I can dead 200 for 8-10 but my max is only 245.

kind of blows the theory out of the window with the above. There are far too many variables for it even to be close. You are better off spending one day finding your max for each bodypart on a given lift IMO; far more accurate than using formulas.

J


----------



## trickymicky69 (Oct 1, 2004)

Mrdaveyk said:


> i find mathematical theories never work in the real world, same as on a refinery, a chemistry student can tell you exact mixes for a column, but it never works
> 
> other than that, i suppose its cool to get a general idea


used to work in the chemical industry davey.

students used to say the chemical blends were 98% efficient.

we used to send 40% down the drain getting it right lol :thumb:


----------



## gerg (Aug 17, 2008)

me and steelicarus did a workout building up to our 1 rep maxes for deads, squats and shoulder presses, it was awesome.

some healthy competition both pushed us to our limits.


----------



## MASSIVEMONSTER (May 28, 2006)

supercell said:


> IMO very inaccurate, for me anyway.
> 
> I have great muscular endurance but when it comes to 1 rep max's they always fall short.
> 
> ...


Same here. I once did 18 reps on 120kg on the bench, bouncing reps must admit, freaky day, must have been the ephedrine. Put on 160kg after that and only managed a rep. According to the formula I should have done 200kg for that single, nowhere near it!


----------



## Apollo (Nov 6, 2008)

This method can only provide an estimate of your potential 1 rep max. If you are not used to attempting singles for example you may fall short of the predicted number.

Using 10 reps is also the upper limit of the linear range that you can use for such calculations. A lower number with corresponding coefficient should yield a more accurate prediction.
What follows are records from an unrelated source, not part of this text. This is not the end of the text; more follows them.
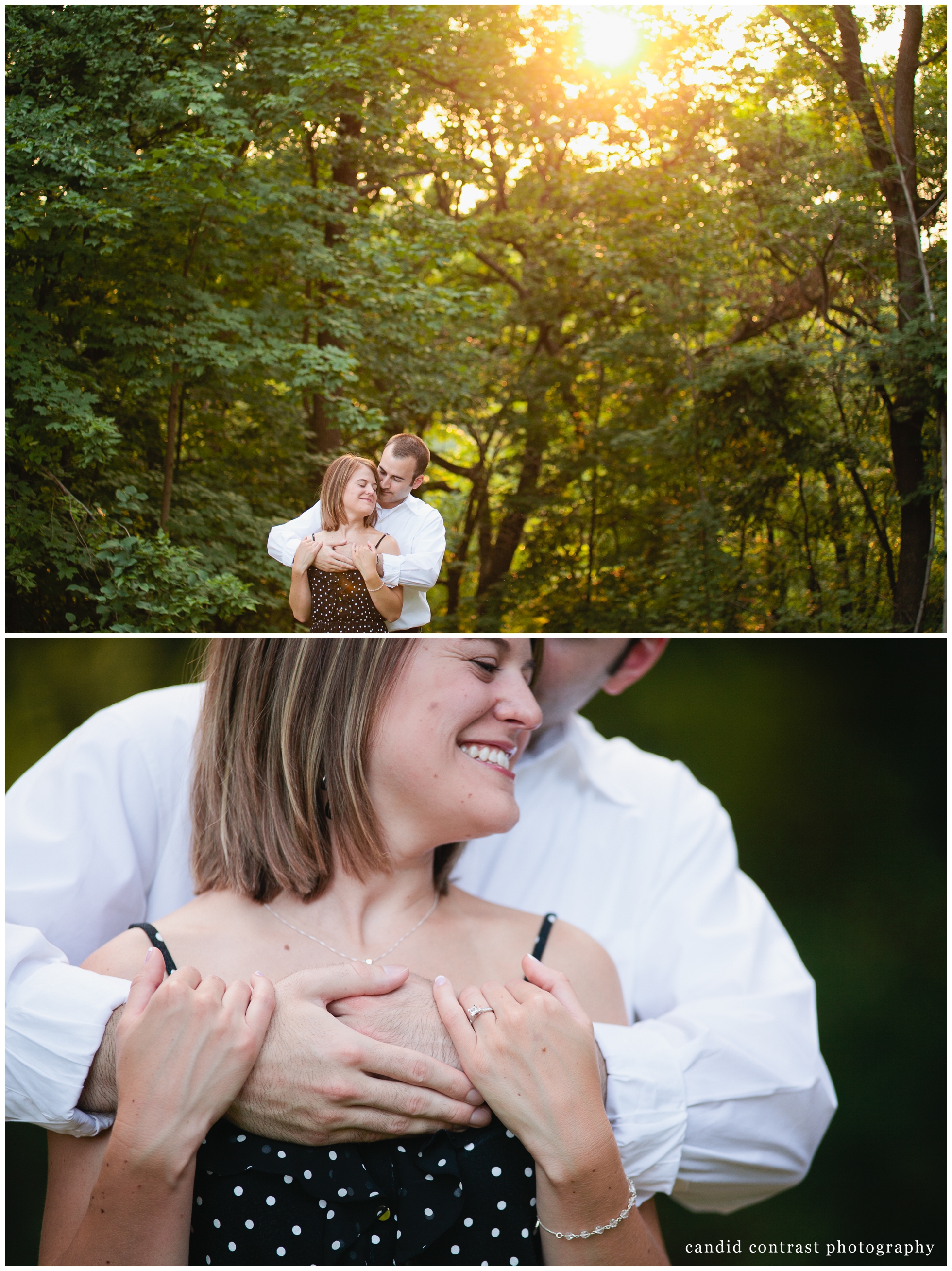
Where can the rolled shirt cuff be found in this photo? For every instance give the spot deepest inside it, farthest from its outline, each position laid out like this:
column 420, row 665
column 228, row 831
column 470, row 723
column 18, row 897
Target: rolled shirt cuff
column 55, row 1024
column 646, row 1103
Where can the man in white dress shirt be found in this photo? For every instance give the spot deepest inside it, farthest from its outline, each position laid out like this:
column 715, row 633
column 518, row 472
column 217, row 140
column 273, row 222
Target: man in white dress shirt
column 417, row 528
column 717, row 1094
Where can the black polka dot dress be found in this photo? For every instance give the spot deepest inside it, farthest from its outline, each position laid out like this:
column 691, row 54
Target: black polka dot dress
column 341, row 603
column 466, row 1199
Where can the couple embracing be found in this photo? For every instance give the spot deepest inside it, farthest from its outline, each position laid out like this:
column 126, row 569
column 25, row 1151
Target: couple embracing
column 391, row 1077
column 365, row 556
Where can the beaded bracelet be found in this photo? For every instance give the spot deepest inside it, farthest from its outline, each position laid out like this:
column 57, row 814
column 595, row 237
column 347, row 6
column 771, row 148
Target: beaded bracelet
column 608, row 1227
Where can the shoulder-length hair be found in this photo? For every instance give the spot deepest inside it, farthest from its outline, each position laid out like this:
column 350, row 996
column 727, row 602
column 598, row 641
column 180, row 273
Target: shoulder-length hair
column 333, row 486
column 280, row 795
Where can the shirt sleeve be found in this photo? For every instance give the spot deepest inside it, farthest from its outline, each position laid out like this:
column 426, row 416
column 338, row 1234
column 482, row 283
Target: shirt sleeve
column 85, row 829
column 56, row 1014
column 284, row 539
column 421, row 567
column 718, row 1094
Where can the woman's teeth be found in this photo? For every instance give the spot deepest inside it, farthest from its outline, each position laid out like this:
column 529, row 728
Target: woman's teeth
column 487, row 756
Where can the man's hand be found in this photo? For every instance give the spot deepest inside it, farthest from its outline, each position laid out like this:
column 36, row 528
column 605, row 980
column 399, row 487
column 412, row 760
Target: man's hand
column 318, row 1082
column 406, row 1017
column 335, row 558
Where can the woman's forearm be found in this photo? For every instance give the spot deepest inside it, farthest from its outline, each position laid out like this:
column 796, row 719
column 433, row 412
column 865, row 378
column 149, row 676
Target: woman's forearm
column 139, row 1214
column 589, row 1194
column 299, row 595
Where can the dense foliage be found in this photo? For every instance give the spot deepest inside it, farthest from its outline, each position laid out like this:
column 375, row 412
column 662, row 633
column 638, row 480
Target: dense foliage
column 665, row 328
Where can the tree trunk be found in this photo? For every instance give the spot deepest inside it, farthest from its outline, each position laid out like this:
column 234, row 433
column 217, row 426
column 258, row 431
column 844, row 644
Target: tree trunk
column 910, row 399
column 170, row 432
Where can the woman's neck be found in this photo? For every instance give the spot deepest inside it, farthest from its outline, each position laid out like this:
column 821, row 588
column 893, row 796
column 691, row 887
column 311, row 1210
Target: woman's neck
column 361, row 918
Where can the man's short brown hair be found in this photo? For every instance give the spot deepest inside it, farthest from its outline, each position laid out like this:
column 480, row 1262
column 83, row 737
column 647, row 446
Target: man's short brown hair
column 406, row 445
column 333, row 486
column 280, row 795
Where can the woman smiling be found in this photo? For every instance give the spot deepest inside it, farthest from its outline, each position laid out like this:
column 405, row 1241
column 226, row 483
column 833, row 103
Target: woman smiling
column 350, row 601
column 333, row 785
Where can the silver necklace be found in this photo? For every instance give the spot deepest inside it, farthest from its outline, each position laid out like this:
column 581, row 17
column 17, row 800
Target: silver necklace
column 369, row 962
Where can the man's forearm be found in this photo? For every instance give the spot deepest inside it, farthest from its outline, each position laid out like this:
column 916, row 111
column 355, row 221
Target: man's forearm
column 100, row 1088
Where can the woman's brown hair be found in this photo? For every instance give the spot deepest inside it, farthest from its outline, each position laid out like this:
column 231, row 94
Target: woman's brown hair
column 333, row 486
column 280, row 793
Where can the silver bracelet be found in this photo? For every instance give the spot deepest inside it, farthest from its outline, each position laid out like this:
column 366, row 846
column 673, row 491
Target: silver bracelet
column 608, row 1227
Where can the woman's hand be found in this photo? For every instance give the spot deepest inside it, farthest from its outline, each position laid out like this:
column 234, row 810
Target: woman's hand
column 184, row 1050
column 533, row 1058
column 534, row 1062
column 365, row 560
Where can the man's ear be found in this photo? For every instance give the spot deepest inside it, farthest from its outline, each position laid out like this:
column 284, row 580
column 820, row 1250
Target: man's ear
column 638, row 663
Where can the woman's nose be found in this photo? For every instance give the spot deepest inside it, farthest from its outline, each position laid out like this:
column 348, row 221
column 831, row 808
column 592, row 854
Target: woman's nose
column 519, row 706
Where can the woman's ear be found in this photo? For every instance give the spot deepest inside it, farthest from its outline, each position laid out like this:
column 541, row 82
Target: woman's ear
column 640, row 661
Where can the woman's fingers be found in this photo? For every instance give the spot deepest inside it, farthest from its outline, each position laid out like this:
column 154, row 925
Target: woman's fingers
column 145, row 984
column 557, row 984
column 456, row 1021
column 261, row 1006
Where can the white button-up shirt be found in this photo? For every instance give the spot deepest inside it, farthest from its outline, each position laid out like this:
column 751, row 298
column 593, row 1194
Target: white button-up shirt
column 420, row 534
column 717, row 1092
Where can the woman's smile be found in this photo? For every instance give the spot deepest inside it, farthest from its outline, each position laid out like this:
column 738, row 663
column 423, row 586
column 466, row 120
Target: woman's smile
column 491, row 754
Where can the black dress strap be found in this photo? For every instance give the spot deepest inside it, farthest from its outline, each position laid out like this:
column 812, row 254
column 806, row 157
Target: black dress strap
column 541, row 940
column 158, row 942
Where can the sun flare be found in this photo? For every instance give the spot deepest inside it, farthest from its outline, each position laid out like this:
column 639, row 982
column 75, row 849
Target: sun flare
column 609, row 36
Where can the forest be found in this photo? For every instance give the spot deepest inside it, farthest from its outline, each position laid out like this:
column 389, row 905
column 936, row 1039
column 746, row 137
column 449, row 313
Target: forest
column 663, row 290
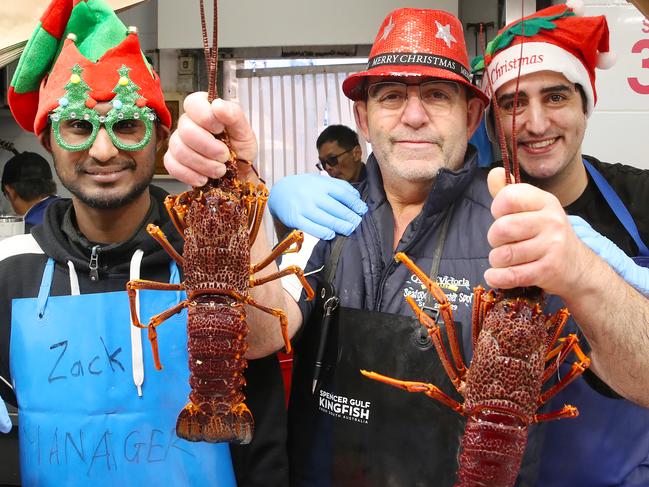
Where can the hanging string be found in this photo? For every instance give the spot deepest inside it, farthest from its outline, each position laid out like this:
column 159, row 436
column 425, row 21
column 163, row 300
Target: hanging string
column 211, row 54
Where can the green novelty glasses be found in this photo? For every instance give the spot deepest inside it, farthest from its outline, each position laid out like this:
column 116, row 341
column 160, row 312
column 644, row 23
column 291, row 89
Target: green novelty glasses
column 129, row 128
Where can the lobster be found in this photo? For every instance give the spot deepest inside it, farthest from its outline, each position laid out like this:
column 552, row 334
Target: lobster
column 219, row 222
column 513, row 340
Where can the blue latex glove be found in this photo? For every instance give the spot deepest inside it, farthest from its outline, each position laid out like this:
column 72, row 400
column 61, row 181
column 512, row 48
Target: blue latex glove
column 621, row 263
column 319, row 205
column 5, row 422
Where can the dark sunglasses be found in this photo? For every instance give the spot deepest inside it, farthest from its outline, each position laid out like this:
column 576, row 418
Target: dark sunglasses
column 331, row 161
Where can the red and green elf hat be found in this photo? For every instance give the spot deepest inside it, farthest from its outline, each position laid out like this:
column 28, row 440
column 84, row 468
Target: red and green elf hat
column 101, row 46
column 556, row 39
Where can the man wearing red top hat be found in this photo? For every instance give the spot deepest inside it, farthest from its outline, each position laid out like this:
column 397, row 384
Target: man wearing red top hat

Some websites also quote different coefficients for different lifts and I expect the accuracy varies from person to person.

reps performed squat coefficient bench coefficient deadlift coefficient

1 1.000 1.000 1.000

2 1.0475 1.035 1.065

3 1.13 1.08 1.13

4 1.1575 1.115 1.147

5 1.2 1.15 1.164

6 1.242 1.18 1.181

7 1.284 1.22 1.198

8 1.326 1.255 1.22

9 1.368 1.29 1.232

10 1.41 1.325 1.24


----------



## Guest (Dec 10, 2008)

Absalutely impossible to say this.

A pler will have rubbish endurance compared to a bb due to the rep range regularly used being different.


----------